Reading the BAXDELA label – a brief tour

  1. Start at the bottom of page 18 in Section 14, Clinical Studies
    • There were two identical pivotal trials of dela vs. vancomycin + aztreonam. One of the trials used IV therapy throughout and one switched from IV to PO delafloxacin after 6 doses (3 days) of delafloxacin.
    • Success is reported at two time points and assessed in two different ways.
    • First, Table 7 reports reduction in peri-infection erythema at 48-72h by digital planimetry in an ITT (all randomized) analysis. This early endpoint is sensitive measure of drug effect that is known to all physicians … you really can watch the erythema begin to recede. The importance of this endpoint is that it validates the non-inferiority trial. The patient is not cured at this point, but detailed review of prior responses has shown that there is a strong treatment effect at this point in time.
    • Second, Table 8 then shows overall clinical judgment of success at 14 days, an endpoint that will feel more intuitively relevant. This endpoint is the one most important to the patient (got better and stayed better), but it is not the primary endpoint due to its reliance on a subjective decision by the physician. This analysis is done both for the ITT population (all randomized) and a CE analysis (effectively, all who adhered closely to the protocol).
    • All 6 of these endpoints show non-inferiority within a lower bound of -10%
    • Look also at Table 9: They have a good collection of Gram-positive bacteria (both MSSA and MRSA) as well ≥ 10 infections due to each of several key Gram-negatives. The number of ≥10 organisms is not written into guidance anywhere but is a typical threshold.
  2. Now go to Page 1 of the label
    1. First, you’ll see a boxed warning. This is class labeling for all the fluoroquinolones and is now going to be standard for this class. There was an AdComm on the adverse events associated with FQs on 5 Nov 2015.
    2. Then, look at Indications and Usage. Delafloxacin has a standard indication for ABSSI: “BAXDELA is a fluoroquinolone antibacterial indicated in adults for the treatment of acute bacterial skin and skin structure infection (ABSSSI) caused by designated susceptible bacteria.”
    3. The unmet need language from the Unmet Need Guidance (“As only limited clinical safety and efficacy data for NEWDRUG are currently available, reserve NEWDRUG for use in patients who have limited or no alternative treatment options.”) does NOT appear as dela has two adequate and well-controlled trials supporting this indication.
    4. The second bit about “To reduce the development of drug-resistant bacteria…” is standard boilerplate.
  3. Now go to bottom page 2/top of Page 3
    1. Here in Section 1 (“Indications and Usage”) we find the fully expanded version of the approved indication.
    2. This version also shows the list of bacterial species for which adequate data was produced to show activity of delafloxacin … this matches Table 9.

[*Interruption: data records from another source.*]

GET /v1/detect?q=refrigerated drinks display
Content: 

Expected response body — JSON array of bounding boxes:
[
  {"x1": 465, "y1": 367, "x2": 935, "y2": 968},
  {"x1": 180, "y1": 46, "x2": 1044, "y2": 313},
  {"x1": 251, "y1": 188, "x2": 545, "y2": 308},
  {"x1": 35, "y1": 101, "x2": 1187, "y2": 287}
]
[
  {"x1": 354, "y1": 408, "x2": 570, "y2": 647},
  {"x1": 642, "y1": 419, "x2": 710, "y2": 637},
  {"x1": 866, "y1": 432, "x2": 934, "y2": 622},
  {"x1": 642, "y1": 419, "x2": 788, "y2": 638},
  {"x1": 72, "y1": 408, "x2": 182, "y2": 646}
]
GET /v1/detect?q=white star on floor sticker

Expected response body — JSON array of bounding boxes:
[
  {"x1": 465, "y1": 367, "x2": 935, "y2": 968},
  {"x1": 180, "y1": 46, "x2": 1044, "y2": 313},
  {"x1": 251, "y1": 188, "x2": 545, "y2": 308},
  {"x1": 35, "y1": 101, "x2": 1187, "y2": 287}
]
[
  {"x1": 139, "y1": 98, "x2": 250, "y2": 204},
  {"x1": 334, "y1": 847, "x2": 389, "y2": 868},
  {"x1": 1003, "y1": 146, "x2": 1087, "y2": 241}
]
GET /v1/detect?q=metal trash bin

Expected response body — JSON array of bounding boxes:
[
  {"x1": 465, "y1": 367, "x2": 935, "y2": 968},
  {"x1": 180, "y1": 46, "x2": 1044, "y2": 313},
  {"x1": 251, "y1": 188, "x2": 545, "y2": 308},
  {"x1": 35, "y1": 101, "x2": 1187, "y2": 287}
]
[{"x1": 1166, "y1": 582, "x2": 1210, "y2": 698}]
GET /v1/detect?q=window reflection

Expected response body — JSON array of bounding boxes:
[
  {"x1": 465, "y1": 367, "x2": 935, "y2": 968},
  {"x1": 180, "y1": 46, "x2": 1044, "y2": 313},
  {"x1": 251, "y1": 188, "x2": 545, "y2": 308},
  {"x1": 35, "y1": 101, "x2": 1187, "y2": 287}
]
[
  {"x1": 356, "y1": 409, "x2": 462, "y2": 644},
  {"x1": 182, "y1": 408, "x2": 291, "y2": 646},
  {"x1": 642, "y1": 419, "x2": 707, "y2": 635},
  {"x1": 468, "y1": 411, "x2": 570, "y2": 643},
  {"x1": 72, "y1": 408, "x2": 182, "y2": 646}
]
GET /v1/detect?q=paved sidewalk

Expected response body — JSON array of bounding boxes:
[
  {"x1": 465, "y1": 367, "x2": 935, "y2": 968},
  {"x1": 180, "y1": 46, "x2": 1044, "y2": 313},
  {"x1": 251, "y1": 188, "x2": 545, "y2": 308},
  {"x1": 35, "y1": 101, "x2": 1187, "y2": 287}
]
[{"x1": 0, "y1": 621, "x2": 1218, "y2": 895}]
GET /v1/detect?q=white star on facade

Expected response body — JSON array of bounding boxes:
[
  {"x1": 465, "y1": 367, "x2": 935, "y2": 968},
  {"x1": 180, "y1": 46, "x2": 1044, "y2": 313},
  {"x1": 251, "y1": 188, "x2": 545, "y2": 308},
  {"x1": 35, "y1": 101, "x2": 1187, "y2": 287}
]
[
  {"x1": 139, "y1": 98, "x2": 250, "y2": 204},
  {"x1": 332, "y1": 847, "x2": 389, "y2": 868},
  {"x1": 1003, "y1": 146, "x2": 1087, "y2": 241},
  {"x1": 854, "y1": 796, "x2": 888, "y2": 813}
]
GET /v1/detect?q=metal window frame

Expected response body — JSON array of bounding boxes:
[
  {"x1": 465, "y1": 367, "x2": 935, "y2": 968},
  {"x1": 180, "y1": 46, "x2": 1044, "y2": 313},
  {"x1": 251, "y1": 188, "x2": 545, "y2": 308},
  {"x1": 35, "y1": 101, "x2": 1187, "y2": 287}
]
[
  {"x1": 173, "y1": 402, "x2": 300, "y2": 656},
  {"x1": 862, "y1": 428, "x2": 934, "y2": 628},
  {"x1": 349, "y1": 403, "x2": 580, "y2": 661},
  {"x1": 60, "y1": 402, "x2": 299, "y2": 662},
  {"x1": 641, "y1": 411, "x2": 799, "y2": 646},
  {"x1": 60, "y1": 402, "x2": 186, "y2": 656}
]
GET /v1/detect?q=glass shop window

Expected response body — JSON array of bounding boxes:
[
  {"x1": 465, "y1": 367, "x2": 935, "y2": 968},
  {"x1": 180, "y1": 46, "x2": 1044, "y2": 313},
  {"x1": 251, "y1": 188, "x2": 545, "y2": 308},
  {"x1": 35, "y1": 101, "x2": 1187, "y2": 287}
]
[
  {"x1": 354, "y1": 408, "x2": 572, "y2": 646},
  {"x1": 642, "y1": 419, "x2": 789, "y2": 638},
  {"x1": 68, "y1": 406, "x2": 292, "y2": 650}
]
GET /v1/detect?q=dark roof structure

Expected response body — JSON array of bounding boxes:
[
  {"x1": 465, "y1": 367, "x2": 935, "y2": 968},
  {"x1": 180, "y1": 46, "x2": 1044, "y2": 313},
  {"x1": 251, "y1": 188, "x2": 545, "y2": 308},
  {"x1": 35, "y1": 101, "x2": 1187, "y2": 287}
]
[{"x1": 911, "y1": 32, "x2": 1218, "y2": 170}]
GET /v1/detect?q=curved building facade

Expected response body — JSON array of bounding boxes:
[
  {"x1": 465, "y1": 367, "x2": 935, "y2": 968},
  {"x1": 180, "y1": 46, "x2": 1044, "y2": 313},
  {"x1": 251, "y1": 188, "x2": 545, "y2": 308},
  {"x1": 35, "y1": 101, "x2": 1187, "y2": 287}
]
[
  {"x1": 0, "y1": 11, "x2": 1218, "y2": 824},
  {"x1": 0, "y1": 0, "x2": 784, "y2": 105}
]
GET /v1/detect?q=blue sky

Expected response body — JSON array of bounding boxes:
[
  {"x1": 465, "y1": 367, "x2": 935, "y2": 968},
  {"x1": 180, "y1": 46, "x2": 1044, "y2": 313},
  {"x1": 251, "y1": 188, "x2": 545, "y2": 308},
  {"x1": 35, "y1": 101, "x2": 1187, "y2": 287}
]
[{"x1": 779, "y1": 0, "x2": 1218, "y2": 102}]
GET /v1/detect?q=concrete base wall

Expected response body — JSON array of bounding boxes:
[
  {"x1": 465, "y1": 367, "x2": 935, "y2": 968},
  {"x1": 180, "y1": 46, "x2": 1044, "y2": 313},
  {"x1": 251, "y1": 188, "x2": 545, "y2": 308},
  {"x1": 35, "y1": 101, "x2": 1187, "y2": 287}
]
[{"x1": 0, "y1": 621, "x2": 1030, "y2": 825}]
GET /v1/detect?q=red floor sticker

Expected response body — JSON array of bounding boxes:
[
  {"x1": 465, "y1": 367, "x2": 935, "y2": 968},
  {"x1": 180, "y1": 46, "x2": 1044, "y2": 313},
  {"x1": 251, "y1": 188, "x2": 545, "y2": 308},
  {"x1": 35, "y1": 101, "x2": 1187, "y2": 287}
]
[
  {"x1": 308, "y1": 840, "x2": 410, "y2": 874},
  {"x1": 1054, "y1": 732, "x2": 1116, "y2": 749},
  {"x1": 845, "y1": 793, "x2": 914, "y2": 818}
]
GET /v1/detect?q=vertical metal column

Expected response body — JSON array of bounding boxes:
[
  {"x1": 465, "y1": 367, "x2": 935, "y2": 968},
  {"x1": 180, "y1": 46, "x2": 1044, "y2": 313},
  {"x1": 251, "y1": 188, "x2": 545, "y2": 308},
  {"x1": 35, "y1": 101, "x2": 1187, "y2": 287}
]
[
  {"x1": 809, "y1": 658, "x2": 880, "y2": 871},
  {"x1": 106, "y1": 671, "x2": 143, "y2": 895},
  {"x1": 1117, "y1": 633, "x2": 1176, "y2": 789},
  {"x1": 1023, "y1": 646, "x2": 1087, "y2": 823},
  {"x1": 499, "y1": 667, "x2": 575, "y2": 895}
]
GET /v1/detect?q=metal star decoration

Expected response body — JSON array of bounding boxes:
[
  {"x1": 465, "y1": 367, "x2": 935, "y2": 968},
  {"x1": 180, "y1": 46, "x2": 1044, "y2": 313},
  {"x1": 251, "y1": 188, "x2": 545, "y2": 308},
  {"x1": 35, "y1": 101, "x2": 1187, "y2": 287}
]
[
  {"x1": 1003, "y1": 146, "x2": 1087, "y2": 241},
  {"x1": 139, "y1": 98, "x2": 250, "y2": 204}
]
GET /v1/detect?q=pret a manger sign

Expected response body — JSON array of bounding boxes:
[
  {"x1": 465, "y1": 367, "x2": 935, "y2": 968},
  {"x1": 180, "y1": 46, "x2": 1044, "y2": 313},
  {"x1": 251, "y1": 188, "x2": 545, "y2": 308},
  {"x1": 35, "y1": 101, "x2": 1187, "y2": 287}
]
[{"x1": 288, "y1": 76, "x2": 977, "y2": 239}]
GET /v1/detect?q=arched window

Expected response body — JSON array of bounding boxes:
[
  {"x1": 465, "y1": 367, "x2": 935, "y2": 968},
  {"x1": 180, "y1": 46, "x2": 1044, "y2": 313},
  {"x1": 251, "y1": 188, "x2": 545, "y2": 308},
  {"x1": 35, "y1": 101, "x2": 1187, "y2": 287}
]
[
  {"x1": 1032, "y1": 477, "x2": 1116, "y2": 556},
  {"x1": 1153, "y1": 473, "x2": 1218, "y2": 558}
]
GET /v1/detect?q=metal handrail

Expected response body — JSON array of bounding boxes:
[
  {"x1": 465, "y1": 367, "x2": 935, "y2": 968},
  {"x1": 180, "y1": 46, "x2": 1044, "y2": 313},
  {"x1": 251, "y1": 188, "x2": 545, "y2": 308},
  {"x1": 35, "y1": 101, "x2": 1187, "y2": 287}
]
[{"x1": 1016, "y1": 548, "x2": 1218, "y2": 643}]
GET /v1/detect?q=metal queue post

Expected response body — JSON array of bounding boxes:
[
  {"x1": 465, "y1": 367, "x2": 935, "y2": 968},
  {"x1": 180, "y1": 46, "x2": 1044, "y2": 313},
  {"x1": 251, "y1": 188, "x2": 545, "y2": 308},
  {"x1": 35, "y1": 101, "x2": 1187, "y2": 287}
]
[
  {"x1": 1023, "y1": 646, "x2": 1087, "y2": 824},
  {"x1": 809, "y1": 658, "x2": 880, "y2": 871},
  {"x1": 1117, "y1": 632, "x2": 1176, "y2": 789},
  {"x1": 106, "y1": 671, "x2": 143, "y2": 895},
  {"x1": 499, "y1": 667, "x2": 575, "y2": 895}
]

    3. While looking at that list of species, you should also look at Section 12.4 (“Microbiology”) where you’ll again see that list of species. You’ll also see the so-called “List 2” of other bacteria which look like they should be treatable because their MIC looks reasonable but where there is little or no clinical experience.
  4. All the sections (1-14) are consistently structured in all FDA labels
    1. I’ve above discussed Sections 1, 14, and part of 12.
    2. If you’ve not looked at labels before, the material in Section 2 to 13 is worth scanning. To my eye, the text in these sections is pretty typical.
    3. Note the page space devoted to clinical pharmacology (presentation, dosing, PK, drug-drug interactions, special populations). This label is a good example of why these materials are typically about half the label.